# New canon 5dmkii user, need tips on recording video and sound



## fatlip (Mar 30, 2012)

I everyone, new here, wanted to ask if any hardcore 5dmkii users here could share tips on shooting indoor and out door videos.

Here is the situation, I'm taking a film course and we have to learn how to interview people which consists of tricky video settings and audio, i have several options for that already, and also shoot a green screen session, so it's pretty much everything,

Indoor green screen shoot, using a 24-70 l lens on the 5dmkii,
Out door scenic shots,
Indoor shots, 
Indoor and out door interviews, I think we solved most of the audio problems with my partner, all accept the mini jack using the irig adapter to a wireless set up, I can't see levels at all., so I ended up using a m audio unit which means I have to add a clap as a cue like a slate.

I'm planning to shoot a guitar Luther in his shop, the shop already has beautiful day light and colors, then a green screen interview of him and images as well as videos from the area the store is at.

Also planning to shoot a music video and use part of the footage with the singer model for a demo TV spot, maybe Revolon style, black background later and lots of objects using dof effects,


----------



## Alex_B (Mar 30, 2012)

We have two mk II over here, but hardly ever use the video functionality. So I cannot give any real hints on that.

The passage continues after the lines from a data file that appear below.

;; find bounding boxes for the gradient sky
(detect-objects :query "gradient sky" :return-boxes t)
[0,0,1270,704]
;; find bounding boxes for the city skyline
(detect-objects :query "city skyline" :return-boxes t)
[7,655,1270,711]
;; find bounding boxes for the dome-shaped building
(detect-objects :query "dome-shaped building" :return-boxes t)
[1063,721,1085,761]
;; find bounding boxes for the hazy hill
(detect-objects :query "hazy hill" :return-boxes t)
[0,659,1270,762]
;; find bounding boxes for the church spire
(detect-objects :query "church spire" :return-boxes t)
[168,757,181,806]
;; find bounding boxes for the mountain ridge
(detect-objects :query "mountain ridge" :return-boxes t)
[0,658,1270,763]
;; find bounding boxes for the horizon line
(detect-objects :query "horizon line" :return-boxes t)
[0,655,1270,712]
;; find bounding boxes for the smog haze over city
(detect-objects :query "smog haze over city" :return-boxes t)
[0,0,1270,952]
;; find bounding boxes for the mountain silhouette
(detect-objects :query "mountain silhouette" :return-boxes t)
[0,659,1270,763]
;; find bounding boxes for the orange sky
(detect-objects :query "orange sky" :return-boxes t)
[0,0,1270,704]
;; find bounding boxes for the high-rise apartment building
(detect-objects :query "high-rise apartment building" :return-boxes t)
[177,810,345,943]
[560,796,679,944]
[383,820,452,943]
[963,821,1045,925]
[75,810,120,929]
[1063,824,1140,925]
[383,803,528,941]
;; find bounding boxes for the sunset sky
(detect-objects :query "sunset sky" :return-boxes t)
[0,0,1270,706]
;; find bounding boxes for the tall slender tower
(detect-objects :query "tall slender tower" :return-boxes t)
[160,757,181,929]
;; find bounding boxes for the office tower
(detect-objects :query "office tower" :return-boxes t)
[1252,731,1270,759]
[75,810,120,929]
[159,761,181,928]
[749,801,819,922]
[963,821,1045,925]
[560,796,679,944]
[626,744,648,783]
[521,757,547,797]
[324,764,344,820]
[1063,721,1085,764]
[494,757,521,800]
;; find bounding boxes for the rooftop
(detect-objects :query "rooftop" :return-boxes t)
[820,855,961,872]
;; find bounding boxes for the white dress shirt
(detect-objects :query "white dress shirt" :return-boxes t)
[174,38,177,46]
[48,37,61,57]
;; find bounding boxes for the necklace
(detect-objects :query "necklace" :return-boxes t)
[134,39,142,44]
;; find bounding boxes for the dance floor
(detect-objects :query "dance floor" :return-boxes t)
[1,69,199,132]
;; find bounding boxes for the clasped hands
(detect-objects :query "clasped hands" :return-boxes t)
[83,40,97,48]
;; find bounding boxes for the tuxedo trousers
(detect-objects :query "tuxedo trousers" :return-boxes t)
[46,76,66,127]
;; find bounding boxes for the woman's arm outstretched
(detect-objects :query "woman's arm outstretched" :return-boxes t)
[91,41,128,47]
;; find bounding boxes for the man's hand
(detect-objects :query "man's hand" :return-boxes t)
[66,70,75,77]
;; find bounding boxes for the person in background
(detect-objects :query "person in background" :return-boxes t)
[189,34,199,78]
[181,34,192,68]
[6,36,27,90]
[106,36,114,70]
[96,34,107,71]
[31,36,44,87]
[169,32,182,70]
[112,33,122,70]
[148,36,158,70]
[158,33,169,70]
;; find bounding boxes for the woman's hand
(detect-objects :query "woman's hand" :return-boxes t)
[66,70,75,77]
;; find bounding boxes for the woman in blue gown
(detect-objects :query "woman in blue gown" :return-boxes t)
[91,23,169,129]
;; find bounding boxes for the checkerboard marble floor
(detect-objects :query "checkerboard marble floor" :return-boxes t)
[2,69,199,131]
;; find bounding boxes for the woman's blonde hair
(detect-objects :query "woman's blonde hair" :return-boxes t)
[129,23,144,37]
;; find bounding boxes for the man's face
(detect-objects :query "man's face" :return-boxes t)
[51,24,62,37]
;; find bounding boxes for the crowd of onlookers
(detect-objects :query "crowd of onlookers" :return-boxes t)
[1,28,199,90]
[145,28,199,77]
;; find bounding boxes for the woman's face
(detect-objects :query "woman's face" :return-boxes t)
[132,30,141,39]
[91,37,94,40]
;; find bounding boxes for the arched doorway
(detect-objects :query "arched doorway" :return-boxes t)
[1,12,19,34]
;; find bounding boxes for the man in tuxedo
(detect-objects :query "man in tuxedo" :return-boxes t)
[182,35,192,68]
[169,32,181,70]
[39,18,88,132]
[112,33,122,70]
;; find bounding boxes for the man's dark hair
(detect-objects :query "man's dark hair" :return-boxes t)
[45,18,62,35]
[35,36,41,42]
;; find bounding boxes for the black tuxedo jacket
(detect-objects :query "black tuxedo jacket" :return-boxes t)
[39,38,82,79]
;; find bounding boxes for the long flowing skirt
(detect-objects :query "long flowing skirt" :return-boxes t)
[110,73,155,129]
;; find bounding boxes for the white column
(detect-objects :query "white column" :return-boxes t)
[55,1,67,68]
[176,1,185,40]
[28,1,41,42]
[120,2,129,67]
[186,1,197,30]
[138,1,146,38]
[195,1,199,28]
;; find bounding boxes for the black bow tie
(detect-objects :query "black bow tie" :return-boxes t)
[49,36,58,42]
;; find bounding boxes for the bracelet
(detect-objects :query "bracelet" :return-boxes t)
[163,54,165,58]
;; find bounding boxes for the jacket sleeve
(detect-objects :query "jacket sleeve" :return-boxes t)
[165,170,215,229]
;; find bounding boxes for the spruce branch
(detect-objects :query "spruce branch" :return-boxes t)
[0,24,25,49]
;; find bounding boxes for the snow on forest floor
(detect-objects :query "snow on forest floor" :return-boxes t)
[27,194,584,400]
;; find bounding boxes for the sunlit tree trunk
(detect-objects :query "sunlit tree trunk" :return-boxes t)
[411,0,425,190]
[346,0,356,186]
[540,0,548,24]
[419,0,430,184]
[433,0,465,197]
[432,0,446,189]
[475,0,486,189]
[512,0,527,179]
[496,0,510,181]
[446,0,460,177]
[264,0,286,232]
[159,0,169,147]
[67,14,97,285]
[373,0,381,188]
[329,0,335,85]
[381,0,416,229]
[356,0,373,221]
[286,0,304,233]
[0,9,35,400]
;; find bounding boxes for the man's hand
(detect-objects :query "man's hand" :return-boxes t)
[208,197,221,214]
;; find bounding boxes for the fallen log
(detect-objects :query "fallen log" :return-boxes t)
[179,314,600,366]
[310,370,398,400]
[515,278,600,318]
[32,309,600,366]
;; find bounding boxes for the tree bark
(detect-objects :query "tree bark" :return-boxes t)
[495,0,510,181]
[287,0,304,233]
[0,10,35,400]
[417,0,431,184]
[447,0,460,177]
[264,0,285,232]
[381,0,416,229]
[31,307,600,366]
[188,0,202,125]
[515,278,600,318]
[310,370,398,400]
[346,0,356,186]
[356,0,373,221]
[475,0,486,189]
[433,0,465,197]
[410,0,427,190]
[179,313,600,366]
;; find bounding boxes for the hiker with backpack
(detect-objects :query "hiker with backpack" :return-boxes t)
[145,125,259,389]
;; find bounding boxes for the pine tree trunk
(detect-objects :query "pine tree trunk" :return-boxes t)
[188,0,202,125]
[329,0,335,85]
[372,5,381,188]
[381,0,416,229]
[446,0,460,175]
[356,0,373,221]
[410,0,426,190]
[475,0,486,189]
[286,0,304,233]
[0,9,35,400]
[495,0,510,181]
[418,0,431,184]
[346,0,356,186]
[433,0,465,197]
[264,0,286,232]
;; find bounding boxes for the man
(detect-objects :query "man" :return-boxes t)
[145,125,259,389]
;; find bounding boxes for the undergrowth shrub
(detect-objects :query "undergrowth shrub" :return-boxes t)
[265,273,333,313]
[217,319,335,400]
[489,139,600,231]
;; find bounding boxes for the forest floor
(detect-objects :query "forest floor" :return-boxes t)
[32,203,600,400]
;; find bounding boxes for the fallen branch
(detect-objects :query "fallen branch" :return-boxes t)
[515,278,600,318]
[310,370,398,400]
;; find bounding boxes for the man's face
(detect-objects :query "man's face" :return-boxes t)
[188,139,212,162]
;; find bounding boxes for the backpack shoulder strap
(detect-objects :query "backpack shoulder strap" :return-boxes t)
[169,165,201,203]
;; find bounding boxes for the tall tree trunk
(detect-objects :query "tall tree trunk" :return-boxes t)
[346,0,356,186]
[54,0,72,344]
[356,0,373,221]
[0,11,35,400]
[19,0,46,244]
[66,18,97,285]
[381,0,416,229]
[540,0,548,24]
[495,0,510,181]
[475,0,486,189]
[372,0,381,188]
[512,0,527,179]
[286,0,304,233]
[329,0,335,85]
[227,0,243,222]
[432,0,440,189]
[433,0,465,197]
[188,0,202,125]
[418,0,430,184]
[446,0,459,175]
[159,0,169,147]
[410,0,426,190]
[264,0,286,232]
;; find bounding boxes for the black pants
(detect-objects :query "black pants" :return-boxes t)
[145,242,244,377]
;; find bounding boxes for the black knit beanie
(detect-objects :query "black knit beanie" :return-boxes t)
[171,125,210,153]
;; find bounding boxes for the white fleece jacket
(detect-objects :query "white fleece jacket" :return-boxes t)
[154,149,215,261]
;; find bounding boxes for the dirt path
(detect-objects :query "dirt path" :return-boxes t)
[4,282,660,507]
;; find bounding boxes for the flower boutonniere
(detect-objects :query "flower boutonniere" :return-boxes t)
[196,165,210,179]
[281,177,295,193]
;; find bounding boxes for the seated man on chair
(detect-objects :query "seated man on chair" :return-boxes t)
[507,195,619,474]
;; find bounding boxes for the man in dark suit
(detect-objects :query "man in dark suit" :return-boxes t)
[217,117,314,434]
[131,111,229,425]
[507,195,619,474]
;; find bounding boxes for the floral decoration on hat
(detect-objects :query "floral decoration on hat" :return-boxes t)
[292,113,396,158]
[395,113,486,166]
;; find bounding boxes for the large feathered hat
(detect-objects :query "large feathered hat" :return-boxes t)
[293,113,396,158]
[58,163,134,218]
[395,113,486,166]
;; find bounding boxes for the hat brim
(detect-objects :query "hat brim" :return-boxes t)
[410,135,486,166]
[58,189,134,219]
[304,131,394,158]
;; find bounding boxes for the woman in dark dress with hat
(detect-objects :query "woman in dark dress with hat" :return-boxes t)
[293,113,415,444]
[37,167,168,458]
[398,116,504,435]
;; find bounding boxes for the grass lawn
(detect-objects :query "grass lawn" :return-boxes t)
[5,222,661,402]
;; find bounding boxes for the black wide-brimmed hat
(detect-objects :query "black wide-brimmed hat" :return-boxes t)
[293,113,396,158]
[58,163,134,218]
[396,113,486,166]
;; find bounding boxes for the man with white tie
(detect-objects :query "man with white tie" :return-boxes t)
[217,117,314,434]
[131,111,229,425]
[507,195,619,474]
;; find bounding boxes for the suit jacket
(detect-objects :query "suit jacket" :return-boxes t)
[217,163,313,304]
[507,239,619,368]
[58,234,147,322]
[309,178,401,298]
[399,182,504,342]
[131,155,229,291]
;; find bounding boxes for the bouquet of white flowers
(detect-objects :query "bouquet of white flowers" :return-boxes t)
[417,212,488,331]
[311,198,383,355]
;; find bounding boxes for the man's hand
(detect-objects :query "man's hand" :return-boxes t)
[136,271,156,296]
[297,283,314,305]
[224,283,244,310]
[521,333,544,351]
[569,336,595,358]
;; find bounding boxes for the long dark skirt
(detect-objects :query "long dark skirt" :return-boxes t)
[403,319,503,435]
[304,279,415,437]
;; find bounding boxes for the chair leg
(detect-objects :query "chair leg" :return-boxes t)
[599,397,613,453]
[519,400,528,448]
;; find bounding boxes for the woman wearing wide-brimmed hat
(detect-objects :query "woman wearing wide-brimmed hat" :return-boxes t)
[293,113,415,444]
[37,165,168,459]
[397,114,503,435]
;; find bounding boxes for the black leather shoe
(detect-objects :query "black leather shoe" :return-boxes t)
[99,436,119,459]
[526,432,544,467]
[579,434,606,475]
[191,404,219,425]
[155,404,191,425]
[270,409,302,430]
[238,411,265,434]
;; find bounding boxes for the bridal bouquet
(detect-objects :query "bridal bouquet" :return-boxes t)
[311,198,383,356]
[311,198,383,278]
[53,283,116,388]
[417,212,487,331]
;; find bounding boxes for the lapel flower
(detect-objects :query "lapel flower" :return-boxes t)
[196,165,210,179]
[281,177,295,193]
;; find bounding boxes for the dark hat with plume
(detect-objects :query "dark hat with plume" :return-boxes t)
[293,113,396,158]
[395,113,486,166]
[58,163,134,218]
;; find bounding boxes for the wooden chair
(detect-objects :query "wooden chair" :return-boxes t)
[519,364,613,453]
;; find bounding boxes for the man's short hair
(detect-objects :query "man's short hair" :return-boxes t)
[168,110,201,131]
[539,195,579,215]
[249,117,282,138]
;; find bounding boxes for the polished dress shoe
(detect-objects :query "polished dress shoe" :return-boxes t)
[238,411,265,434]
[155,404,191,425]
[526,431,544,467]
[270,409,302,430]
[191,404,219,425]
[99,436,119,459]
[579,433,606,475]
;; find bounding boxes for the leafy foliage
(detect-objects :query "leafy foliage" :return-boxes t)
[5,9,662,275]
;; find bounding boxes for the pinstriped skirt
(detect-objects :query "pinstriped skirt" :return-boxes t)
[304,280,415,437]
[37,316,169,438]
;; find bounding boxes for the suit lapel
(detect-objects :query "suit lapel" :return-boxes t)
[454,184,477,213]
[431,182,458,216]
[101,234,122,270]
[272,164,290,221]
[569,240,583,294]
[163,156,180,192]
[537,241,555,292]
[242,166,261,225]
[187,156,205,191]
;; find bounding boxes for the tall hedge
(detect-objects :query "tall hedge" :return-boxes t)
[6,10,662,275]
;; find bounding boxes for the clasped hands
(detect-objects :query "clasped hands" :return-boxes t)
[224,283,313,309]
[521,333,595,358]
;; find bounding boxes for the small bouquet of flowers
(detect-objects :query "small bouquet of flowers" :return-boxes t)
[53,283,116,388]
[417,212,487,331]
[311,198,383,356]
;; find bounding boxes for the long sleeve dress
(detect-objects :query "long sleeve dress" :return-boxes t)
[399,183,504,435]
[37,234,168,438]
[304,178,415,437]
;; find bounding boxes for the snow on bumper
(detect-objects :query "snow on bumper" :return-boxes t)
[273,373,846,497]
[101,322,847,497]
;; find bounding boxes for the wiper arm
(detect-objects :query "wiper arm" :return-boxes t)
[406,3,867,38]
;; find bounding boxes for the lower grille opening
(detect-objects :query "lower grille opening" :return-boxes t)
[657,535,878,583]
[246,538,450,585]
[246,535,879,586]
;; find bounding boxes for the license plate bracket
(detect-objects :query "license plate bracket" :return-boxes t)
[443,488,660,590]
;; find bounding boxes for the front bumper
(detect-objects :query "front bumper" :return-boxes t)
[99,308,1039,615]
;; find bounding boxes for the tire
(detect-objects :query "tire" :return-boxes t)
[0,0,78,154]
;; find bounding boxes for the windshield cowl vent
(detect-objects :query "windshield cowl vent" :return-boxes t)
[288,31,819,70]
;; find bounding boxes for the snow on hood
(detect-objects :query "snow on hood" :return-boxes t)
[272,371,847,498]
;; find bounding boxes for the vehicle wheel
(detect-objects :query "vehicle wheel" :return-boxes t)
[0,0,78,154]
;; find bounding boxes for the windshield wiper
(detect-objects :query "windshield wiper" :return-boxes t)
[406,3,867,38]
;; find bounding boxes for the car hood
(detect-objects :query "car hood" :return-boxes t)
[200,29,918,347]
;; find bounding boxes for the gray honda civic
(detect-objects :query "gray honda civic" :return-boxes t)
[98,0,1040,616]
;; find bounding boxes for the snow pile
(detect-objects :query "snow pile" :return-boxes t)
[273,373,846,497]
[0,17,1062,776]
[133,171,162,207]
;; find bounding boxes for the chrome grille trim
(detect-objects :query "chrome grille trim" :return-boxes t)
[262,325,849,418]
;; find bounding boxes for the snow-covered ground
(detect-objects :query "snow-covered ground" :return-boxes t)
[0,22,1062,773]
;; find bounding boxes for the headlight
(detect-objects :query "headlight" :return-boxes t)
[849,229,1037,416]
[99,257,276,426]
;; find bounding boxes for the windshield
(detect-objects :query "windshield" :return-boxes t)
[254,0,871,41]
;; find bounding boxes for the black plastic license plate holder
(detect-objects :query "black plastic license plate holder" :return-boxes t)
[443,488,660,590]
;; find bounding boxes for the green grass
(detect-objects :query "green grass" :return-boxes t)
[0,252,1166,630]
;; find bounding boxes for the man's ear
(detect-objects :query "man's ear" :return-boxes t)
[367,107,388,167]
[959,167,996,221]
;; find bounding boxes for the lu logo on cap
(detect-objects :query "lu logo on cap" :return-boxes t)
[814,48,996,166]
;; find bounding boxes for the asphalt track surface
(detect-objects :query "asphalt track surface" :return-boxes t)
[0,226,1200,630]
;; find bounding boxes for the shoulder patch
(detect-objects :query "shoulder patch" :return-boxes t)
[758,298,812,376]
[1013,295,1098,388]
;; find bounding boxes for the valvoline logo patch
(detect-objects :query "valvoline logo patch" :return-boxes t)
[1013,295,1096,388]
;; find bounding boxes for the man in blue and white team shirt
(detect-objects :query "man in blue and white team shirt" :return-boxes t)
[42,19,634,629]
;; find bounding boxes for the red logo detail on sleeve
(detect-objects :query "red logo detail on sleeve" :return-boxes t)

But one thing is for certain, if you plan on recording music videos, do the sound with a proper recording device + proper microphones.


----------



## Big Mike (Mar 30, 2012)

Welcome aboard.

Have a look at the Magic Lantern Firmware for the 5D mkII.  It can give you some great tools for video shooting, including showing you the audio level (I think).
Magic Lantern Firmware Wiki


----------



## fatlip (Mar 31, 2012)

Big Mike said:
			
		

> Welcome aboard.
> 
> Have a look at the Magic Lantern Firmware for the 5D mkII.  It can give you some great tools for video shooting, including showing you the audio level (I think).
> Magic Lantern Firmware Wiki



Wow thanks!


----------